Sometimes the answer to a problem isn't as hard as we think it is. In fact, it may be downright easy. But something in our makeup prevents us from either seeing or pursuing the answer. We continue to tread the more arduous path and, in the process, not only perpetuate, but compound the problem.
In a Washington Monthly article, "How many of you want to study in America?," Kenneth Ballen reports on the extensive polling that his organization, Terror Free Tomorrow, has done around the world. First, he describes a meeting in Jakarta, Indonesia with young Muslims in apparent thrall to bin Laden. Though they didn't give him credit for 9/ll, which, Ballen writes, they felt was the work of "the CIA and the Israeli intelligence service -- how else to explain the fact that there were no Jews in the World Trade Center when it was destroyed?"

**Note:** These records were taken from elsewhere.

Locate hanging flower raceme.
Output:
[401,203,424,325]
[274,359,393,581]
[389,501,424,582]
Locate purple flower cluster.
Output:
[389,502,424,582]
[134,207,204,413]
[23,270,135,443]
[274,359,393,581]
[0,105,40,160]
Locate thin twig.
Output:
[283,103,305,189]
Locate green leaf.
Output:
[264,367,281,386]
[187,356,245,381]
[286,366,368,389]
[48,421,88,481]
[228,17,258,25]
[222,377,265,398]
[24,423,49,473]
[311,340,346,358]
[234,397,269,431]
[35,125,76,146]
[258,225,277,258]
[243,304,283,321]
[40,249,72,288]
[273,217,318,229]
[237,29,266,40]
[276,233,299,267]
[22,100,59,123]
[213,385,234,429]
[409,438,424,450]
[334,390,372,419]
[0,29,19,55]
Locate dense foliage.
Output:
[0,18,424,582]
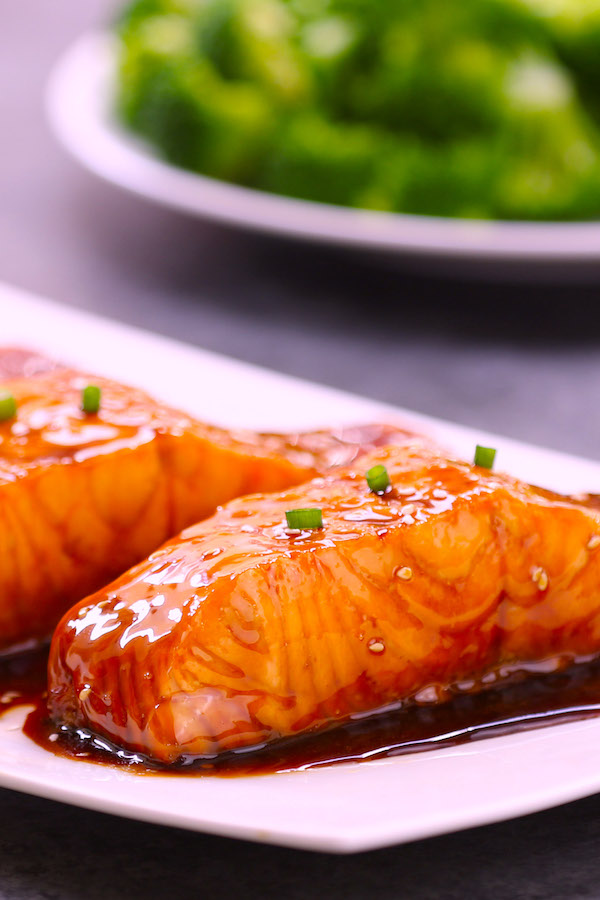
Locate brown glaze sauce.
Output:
[0,649,600,776]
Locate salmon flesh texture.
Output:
[0,350,412,650]
[49,443,600,763]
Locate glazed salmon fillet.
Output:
[49,442,600,763]
[0,350,410,649]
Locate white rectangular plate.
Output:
[0,285,600,853]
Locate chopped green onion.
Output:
[475,444,496,469]
[365,466,390,494]
[0,391,17,422]
[285,509,323,529]
[81,384,102,413]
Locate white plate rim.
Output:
[46,31,600,265]
[0,284,600,853]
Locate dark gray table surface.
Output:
[0,0,600,900]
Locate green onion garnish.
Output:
[0,391,17,422]
[81,384,102,413]
[365,466,390,494]
[475,444,496,469]
[285,509,323,529]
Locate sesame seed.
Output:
[531,566,548,591]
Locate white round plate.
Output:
[47,33,600,263]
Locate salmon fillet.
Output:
[49,442,600,763]
[0,350,412,649]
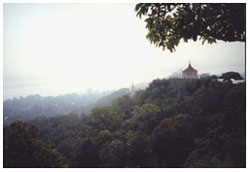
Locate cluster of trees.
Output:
[4,78,246,167]
[135,3,246,52]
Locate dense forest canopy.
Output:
[4,77,246,167]
[135,3,246,52]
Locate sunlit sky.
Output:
[3,4,245,99]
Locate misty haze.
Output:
[3,3,246,168]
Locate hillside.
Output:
[4,78,246,167]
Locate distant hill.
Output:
[3,88,133,125]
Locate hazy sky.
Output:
[3,4,245,99]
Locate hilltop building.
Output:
[182,61,198,79]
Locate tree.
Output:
[4,121,68,168]
[135,3,246,52]
[219,72,243,83]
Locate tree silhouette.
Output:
[135,3,246,52]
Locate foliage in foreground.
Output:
[4,78,246,167]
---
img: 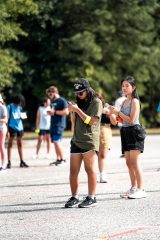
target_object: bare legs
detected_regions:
[125,150,143,189]
[70,151,97,196]
[7,137,23,161]
[36,134,51,155]
[0,128,7,166]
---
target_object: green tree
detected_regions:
[5,0,160,125]
[0,0,37,91]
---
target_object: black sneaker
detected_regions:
[6,162,11,168]
[49,159,66,166]
[65,197,79,208]
[20,161,29,168]
[78,196,97,208]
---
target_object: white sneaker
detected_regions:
[128,189,147,199]
[100,174,107,183]
[32,154,39,159]
[120,187,137,198]
[45,153,50,159]
[2,165,6,170]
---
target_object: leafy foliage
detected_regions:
[0,0,160,126]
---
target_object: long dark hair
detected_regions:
[76,87,105,111]
[121,76,140,100]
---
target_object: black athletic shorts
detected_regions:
[8,127,24,137]
[70,141,95,154]
[120,125,144,154]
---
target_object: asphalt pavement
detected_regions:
[0,135,160,240]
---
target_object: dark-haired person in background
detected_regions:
[0,94,8,171]
[33,97,51,159]
[7,94,28,168]
[110,76,146,199]
[46,86,68,166]
[65,78,103,208]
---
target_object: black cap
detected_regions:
[73,78,90,93]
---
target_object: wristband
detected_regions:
[84,116,91,124]
[35,129,40,134]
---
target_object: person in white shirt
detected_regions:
[33,97,51,159]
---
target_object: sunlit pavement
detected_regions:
[0,135,160,240]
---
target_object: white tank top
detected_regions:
[39,106,51,130]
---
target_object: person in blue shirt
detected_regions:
[157,101,160,114]
[7,94,28,168]
[46,86,68,166]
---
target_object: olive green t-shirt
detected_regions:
[72,97,103,151]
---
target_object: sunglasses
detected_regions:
[47,91,55,93]
[75,91,85,96]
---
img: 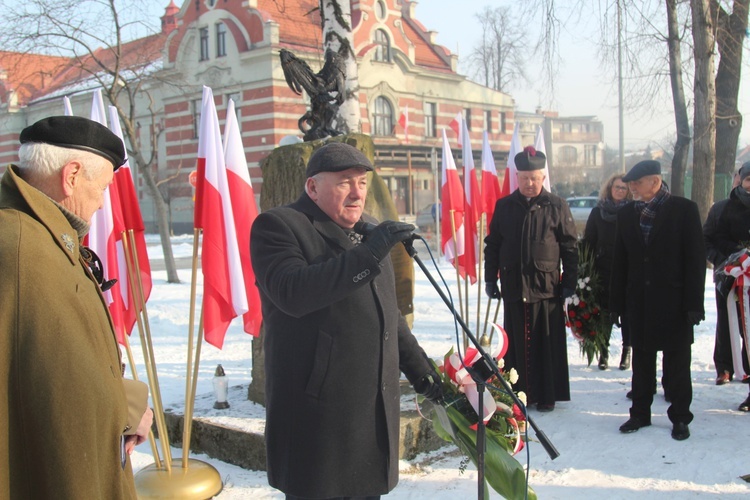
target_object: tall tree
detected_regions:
[0,0,179,283]
[468,6,528,92]
[320,0,361,134]
[690,0,716,219]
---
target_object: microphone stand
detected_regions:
[403,240,560,500]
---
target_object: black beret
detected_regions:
[19,116,125,170]
[305,142,373,177]
[513,146,547,172]
[622,160,661,182]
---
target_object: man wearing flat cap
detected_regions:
[484,146,578,411]
[0,116,152,499]
[713,162,750,412]
[610,160,706,441]
[250,142,442,499]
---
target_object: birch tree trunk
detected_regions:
[320,0,362,134]
[690,0,716,220]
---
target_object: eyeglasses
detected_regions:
[81,246,117,292]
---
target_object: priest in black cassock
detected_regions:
[484,146,578,411]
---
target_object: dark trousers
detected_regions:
[630,345,693,424]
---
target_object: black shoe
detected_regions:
[599,352,609,370]
[620,417,651,434]
[672,422,690,441]
[620,347,630,370]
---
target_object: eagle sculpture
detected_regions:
[279,49,346,141]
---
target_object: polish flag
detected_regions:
[440,129,464,265]
[458,118,482,285]
[109,106,152,334]
[398,106,409,143]
[500,123,523,198]
[195,86,247,349]
[534,127,552,192]
[224,99,263,337]
[448,111,464,146]
[482,132,502,229]
[85,89,128,344]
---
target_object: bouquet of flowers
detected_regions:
[432,325,536,500]
[565,245,610,366]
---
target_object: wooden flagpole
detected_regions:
[122,230,172,471]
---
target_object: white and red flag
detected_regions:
[482,132,501,229]
[500,123,522,198]
[458,118,482,285]
[534,127,552,192]
[224,99,263,337]
[85,89,129,344]
[109,106,152,334]
[448,111,464,146]
[440,129,464,265]
[194,86,247,349]
[398,106,409,142]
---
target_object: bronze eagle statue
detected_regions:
[279,49,346,141]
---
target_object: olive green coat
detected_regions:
[0,166,145,500]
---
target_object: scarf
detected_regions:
[596,198,628,223]
[635,182,670,245]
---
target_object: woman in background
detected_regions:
[582,173,632,370]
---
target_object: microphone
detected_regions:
[352,219,423,243]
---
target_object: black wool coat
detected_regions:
[251,194,430,498]
[610,196,706,351]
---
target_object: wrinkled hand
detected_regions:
[125,408,154,455]
[609,312,622,328]
[687,311,705,326]
[484,281,500,300]
[414,370,443,404]
[362,220,416,262]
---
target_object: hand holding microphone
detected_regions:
[354,220,416,262]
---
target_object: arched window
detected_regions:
[372,96,393,135]
[372,30,391,62]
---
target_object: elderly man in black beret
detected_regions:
[0,116,152,499]
[250,142,442,499]
[610,160,706,441]
[484,146,578,412]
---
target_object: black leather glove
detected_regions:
[484,281,500,300]
[414,370,443,404]
[609,312,622,328]
[687,311,705,326]
[362,220,416,262]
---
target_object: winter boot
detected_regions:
[620,346,630,370]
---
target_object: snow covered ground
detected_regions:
[131,237,750,500]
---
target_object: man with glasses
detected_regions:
[0,116,152,500]
[610,160,706,441]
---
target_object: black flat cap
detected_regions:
[513,146,547,172]
[19,116,125,170]
[622,160,661,182]
[305,142,373,177]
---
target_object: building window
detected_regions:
[375,0,388,21]
[372,30,391,62]
[558,146,578,166]
[199,28,208,61]
[191,99,203,139]
[422,102,437,137]
[372,97,393,135]
[216,23,227,57]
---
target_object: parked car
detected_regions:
[565,196,599,237]
[416,203,440,233]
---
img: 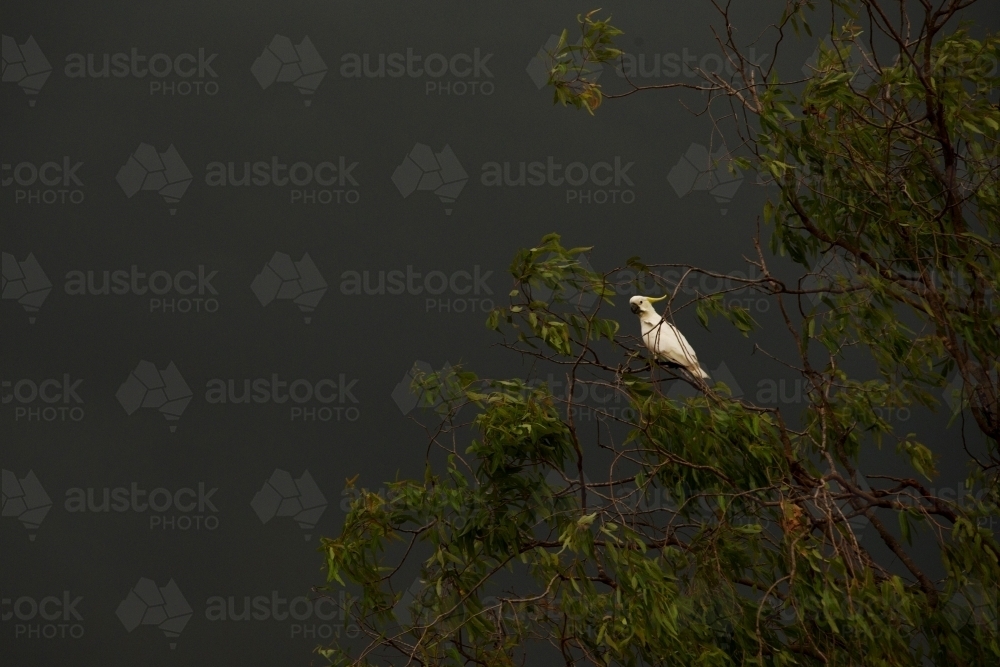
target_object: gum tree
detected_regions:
[321,0,1000,665]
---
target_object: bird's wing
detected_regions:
[648,320,699,369]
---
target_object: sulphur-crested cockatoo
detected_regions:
[629,296,708,380]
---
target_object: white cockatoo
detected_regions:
[628,296,708,380]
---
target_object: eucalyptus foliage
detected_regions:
[321,0,1000,665]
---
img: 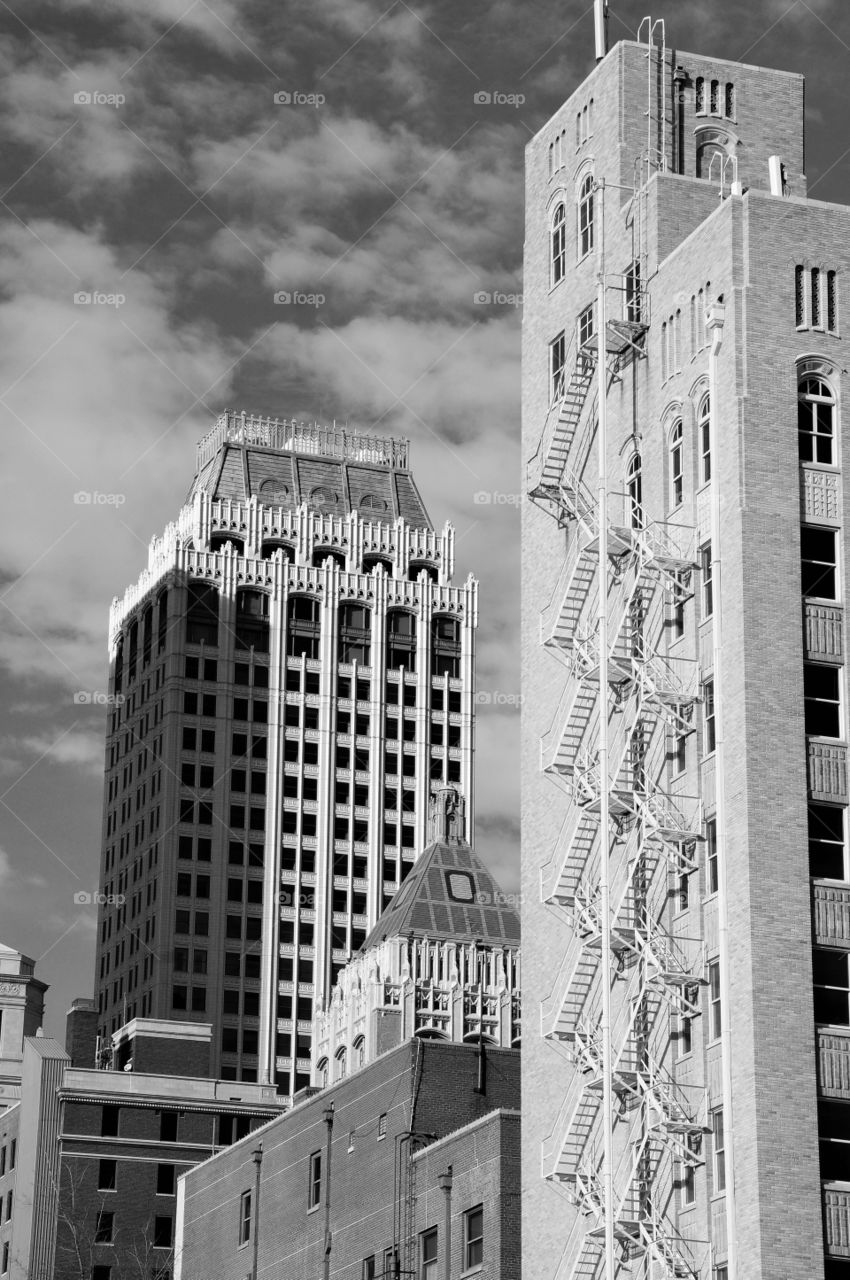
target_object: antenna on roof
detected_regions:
[594,0,608,63]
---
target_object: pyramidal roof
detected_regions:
[361,840,520,951]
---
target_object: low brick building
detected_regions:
[174,1038,520,1280]
[0,1019,280,1280]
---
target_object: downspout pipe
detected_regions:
[705,302,737,1280]
[321,1105,334,1280]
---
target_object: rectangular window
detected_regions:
[699,543,714,618]
[703,680,717,755]
[708,960,723,1041]
[549,330,567,403]
[809,804,847,879]
[95,1208,115,1244]
[239,1192,251,1245]
[463,1204,484,1271]
[705,818,719,893]
[803,662,841,737]
[712,1107,726,1196]
[307,1151,321,1210]
[812,947,850,1027]
[419,1226,438,1280]
[800,525,838,600]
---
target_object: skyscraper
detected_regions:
[97,411,476,1094]
[522,20,850,1280]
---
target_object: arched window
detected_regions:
[723,81,735,120]
[287,595,321,658]
[236,588,269,653]
[156,590,168,653]
[798,378,836,466]
[387,609,416,671]
[186,582,219,645]
[127,621,138,684]
[431,613,461,680]
[210,529,245,556]
[670,417,685,507]
[579,174,593,257]
[337,600,371,667]
[552,202,567,284]
[696,396,712,484]
[626,453,644,529]
[142,604,154,667]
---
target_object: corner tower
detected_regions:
[97,412,476,1094]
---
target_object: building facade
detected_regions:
[96,411,477,1096]
[522,23,850,1280]
[174,1038,520,1280]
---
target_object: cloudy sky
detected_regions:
[0,0,850,1036]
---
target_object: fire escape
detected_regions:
[529,278,709,1280]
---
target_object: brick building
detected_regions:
[522,23,850,1280]
[174,1038,520,1280]
[0,1020,282,1280]
[96,411,477,1096]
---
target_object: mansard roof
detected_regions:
[361,840,520,952]
[187,410,433,529]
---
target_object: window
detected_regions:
[100,1105,118,1138]
[154,1217,174,1249]
[705,818,719,893]
[670,419,685,507]
[812,947,850,1027]
[419,1226,438,1280]
[95,1208,115,1244]
[803,662,841,737]
[809,804,847,879]
[239,1192,251,1245]
[307,1151,321,1210]
[579,174,593,257]
[699,543,714,618]
[338,600,371,667]
[579,302,597,347]
[552,204,567,284]
[696,396,712,484]
[463,1204,484,1271]
[626,453,644,529]
[798,378,836,466]
[703,680,717,755]
[623,261,643,324]
[710,1107,726,1196]
[800,525,838,600]
[549,330,567,403]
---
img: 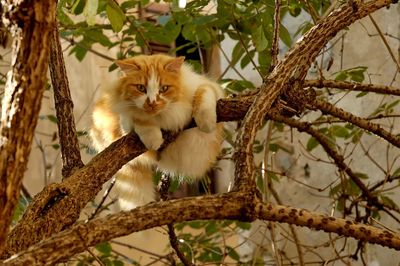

The students, however, were surprised to learn that Ballen knew Jews who had been killed in the Twin Towers. Then, after a night of conversation, "their insistent questioning took an unexpected turn: how could they obtain visas to study in the United States?"
The truth comes out.
Ballen continues:
"After that, whenever we had the chance to speak with young radicals in Indonesia, out of the hearing of their leaders and late at night, we'd always ask: How many of you want to study in America? Invariably, almost everyone said yes, and those who still disdained the Great Satan were eager to study in Canada, Australia, or France instead."
You can't help but laugh at how quick radical Muslims (those, that is, who are sympathetic to, but not actual members of terrorist organizations) are to sell out. Showing their cards that fast suggests not only a lack of conviction but of pride.
Maybe, but Ballen writes that "stories of upstanding Muslims denied entry to the United States for seemingly arbitrary reasons are a staple of the Muslim press." Extending to them the right to study in the US and Europe is, instead, a symbol of what they most crave from the West -- respect.
"Like most analysts," he continues, "we had assumed that radical views in the Muslim world were the outgrowth of a deeply held ideology. [Instead] Muslims feel that the United States does not respect their views, values, identity and the right to determine their own affairs." Extending student, as well as work, visas to Muslims is perceived as a show of respect, as are humanitarian aid and trade agreements.
The trouble is that many in the West believe that any expression of support for bin Laden, no matter how reflexive, is the deepest form of disrespect you can show us. If we make concessions like inviting them into our country to study, they'll think they can walk all over us (not to mention form terrorist cells while on spring break from Caltech).
In fact, Ballen writes, the next president doesn't even, as progressives assume, "need to pull all troops out of Iraq right away, or solve the Israel-Palestine conflict overnight."
Hold on a minute: No problem wants to be solved that easily. All that time and energy spent wrestling with radical Muslim terrorism can't be swept away just because the answer is staring us in the face. The entire defense establishment -- from policy wonks to the military -- has too much invested in the concept of an implacable foe.
Dangle a degree in front of your enemy's face and he's putty in your hands -- where's the fun in that?